From a longer-term perspective, for the six months ending September 30, 2025, instant retail business revenue reached 37.69 billion yuan, a 37% year-on-year increase. This rapid growth came with a cost; during these six months, Alibaba's selling and marketing expenses reached 119.674 billion yuan, an 83.64% year-on-year increase, accounting for 24.2% of revenue.
The rapid rise of Taobao Flash Sale is rooted more deeply in Alibaba's unique ecosystem synergy capabilities.
Tmall Supermarket provides a standard product supply chain, brand flagship stores ensure authenticity and price competitiveness, Hema covers fresh produce needs, Ele.me contributes nationwide rider delivery capacity, and Alipay provides financial support. Leveraging the synergy of the Alibaba ecosystem, Taobao Flash Sale has turned the concept of 'everything deliverable' into reality, naturally extending high-frequency food delivery needs to full-category instant consumption, significantly enhancing user value.
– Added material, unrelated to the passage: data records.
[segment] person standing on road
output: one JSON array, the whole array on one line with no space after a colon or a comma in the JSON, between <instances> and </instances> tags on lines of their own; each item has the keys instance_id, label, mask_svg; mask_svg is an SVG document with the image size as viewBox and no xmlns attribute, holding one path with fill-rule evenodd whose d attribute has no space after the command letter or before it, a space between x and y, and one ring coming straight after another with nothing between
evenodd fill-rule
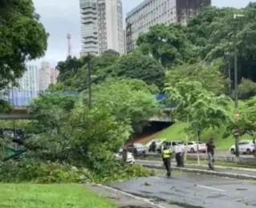
<instances>
[{"instance_id":1,"label":"person standing on road","mask_svg":"<svg viewBox=\"0 0 256 208\"><path fill-rule=\"evenodd\" d=\"M167 171L167 177L171 176L171 157L172 151L167 146L164 146L164 150L162 153L162 158L164 162L164 166Z\"/></svg>"},{"instance_id":2,"label":"person standing on road","mask_svg":"<svg viewBox=\"0 0 256 208\"><path fill-rule=\"evenodd\" d=\"M177 143L175 146L175 158L176 158L176 162L177 162L177 167L181 167L181 151L182 148L180 146L180 144Z\"/></svg>"},{"instance_id":3,"label":"person standing on road","mask_svg":"<svg viewBox=\"0 0 256 208\"><path fill-rule=\"evenodd\" d=\"M206 143L208 160L209 160L209 167L212 170L214 170L214 149L215 146L213 143L213 139L211 138L208 143Z\"/></svg>"}]
</instances>

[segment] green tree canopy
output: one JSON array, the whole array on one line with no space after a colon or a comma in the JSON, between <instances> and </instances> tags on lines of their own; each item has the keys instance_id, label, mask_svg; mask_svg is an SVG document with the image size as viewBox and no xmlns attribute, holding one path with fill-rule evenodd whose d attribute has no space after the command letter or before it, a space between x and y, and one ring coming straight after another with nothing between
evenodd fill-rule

More critically, the 'Alibaba Super Membership' system launched in August integrates scenarios across Taobao, Tmall, Fliggy, Ele.me, and more, allowing users to enjoy cross-business benefits with a single payment, creating an integrated 'food, entertainment, clothing, housing, and travel' experience. This represents a core moat that Meituan, lacking e-commerce genes, and JD, lacking local life touchpoints, cannot replicate in the short term.
It should be noted that as Taobao Flash Sale's order volume grows rapidly, resource synergy issues are becoming increasingly prominent.
First, while reusing Ele.me's delivery network, rider training, sorting processes, and after-sales standards still follow traditional food delivery logic, resulting in a fulfillment experience gap compared to Meituan. Second, although Alibaba believes 'users will not be confused by the name change,' market feedback shows that many users still habitually use 'Ele.me,' and 'Taobao Flash Sale' as a new brand still needs to improve mindshare penetration outside the Taobao ecosystem.
Simply put, through massive subsidy investments, Taobao Flash Sale has successfully captured market share in the first stage. As the battle enters a new phase, the true test lies in how to solidify its existing territory through effective operational governance. For Taobao Flash Sale, the next challenge is no longer about sustained investment but about building an efficient, stable, and scalable governance system that maintains user stickiness and business health after subsidies recede.
The 'three-way rivalry' in instant retail is entering a new phase that tests internal capabilities, and Taobao Flash Sale's path to breakthrough remains arduous.
2026: Who Will Dominate?
The fierce competition among Taobao, Meituan, and JD over dimensions such as food delivery subsidies, rider protection, fulfillment efficiency, and product supply has completely reshaped the industry landscape and development path.
Taobao Flash Sale leverages the synergy of the Alibaba ecosystem, JD Home establishes differentiated barriers through quality assurance, and Meituan Flash Sale relies on its scale effect and fulfillment network, with all three continuously deepening their respective moats. However, the current battle is far from settled, and the market remains in dynamic evolution.
Looking ahead to 2026, with sustain (continued) user demand upgrades and accelerated technological iterations, the competition for the future retail landscape will become even fiercer. The deciding factors may no longer be limited to order scale or subsidy intensity but will shift to a comprehensive contest of ecosystem synergy capabilities, refined operational efficiency, and sustainable development models.